Thank you for this! I wonder, if AI can help us build this level of accountability by more transparently connecting the insights that were produced and the organizational outcomes. Given how some organizations are building “second brains”, seeing the relationships between research outcomes and analytics experiments outcomes might become easier.

Kristi's avatar

This is very convincing, and gives us something clear and urgent to organize around (accountability), should we choose to. Thank you for this post.

An ops example: It brings my mind to the difficulty of structuring UX research insights consistently, across studies and teams, for the container of an “insights repository.” Decision relevance has been enforced plenty, at many places I worked. I'm lucky for that experience, but together with the push for speed, studies meant to produce evergreen, foundational knowledge were often discussed and rarely commissioned.

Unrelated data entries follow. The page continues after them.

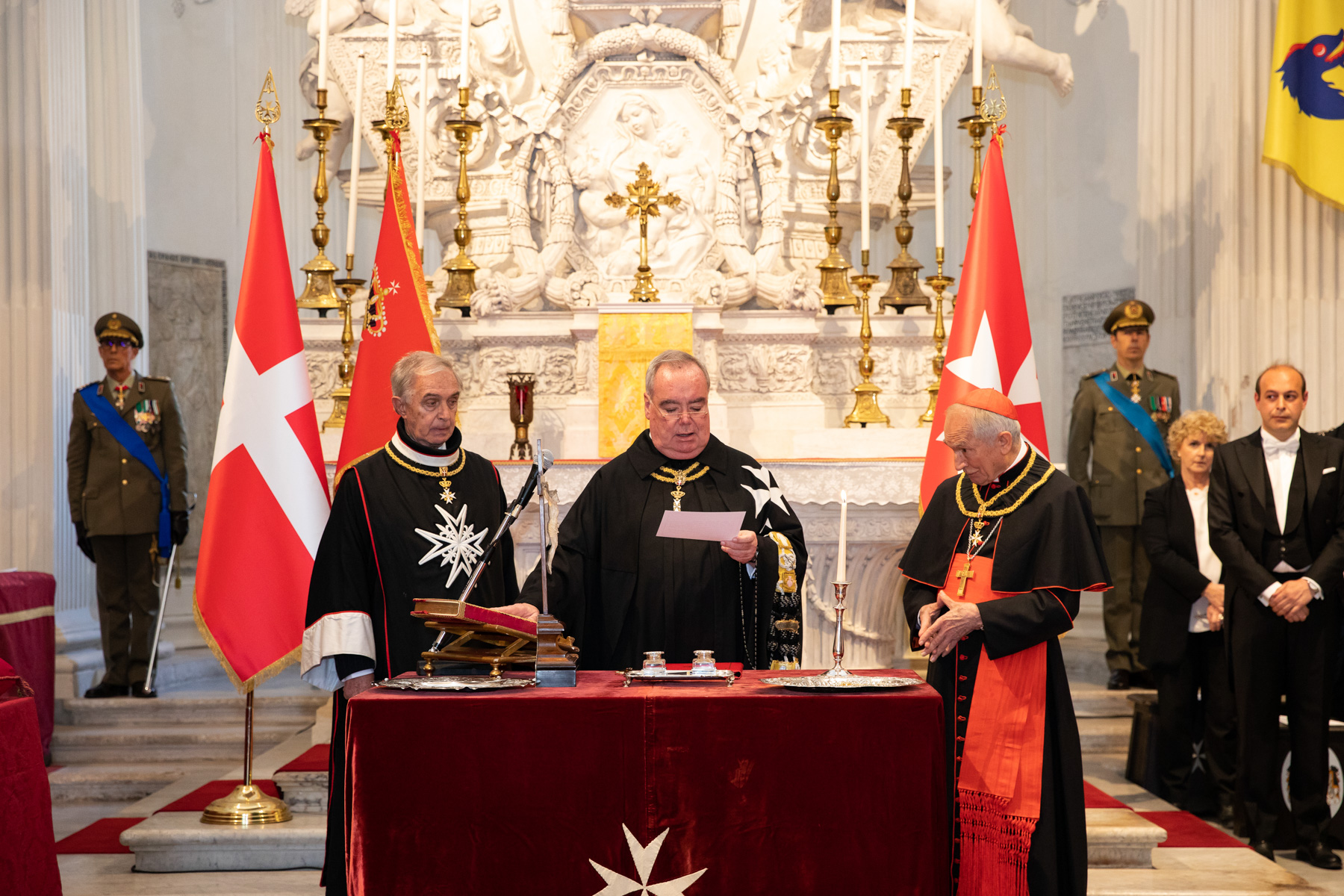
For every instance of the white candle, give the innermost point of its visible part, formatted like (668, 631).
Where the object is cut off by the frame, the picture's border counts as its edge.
(391, 43)
(937, 148)
(356, 140)
(463, 74)
(907, 67)
(865, 207)
(977, 50)
(322, 46)
(835, 45)
(844, 516)
(420, 153)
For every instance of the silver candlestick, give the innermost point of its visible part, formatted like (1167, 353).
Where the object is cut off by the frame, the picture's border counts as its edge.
(838, 671)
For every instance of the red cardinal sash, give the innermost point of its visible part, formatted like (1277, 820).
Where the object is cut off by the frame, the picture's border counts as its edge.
(999, 775)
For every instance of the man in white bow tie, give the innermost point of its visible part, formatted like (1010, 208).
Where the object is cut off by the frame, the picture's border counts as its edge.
(1276, 520)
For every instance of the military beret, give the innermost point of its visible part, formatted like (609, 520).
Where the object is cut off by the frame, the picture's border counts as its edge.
(1129, 314)
(117, 326)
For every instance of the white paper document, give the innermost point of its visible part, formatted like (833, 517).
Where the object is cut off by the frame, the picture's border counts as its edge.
(702, 527)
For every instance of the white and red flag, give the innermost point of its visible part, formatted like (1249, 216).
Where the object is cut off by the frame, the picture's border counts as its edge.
(268, 499)
(989, 344)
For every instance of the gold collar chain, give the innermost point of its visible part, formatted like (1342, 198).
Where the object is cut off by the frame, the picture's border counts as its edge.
(679, 479)
(447, 496)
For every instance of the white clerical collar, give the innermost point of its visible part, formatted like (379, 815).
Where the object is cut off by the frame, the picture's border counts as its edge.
(420, 457)
(1272, 442)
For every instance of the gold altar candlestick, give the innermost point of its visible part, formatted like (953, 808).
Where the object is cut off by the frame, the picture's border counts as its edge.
(905, 270)
(340, 395)
(939, 282)
(866, 391)
(461, 269)
(835, 287)
(319, 287)
(643, 203)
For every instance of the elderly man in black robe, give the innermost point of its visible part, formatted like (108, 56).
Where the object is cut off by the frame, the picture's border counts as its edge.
(620, 590)
(994, 578)
(409, 521)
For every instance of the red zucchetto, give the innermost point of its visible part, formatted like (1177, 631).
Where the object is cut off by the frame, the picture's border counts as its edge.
(991, 401)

So, if a repository is filled with insights from studies focused on decisions for a range of time horizons (but mostly short), with a range of rigor, and includes insights from democratized studies from non-research practitioners....What a challenge to structure the inputs for quality outputs and to give the subsequent users of those insights a realistic picture of their relevance and validity re: the new research question. The accommodation I've seen, as a result, was simplifying that challenge to some other, more manageable design problem. Tags, for example.

AI-assisted search of an organization's research repository can make a repository search *seem* more usable and fruitful. Can it make it more feasible for researchers to structure their insight and frame for others how they do and don't apply to new questions? It seems like one place we could think through the specifics of what accountability would look like.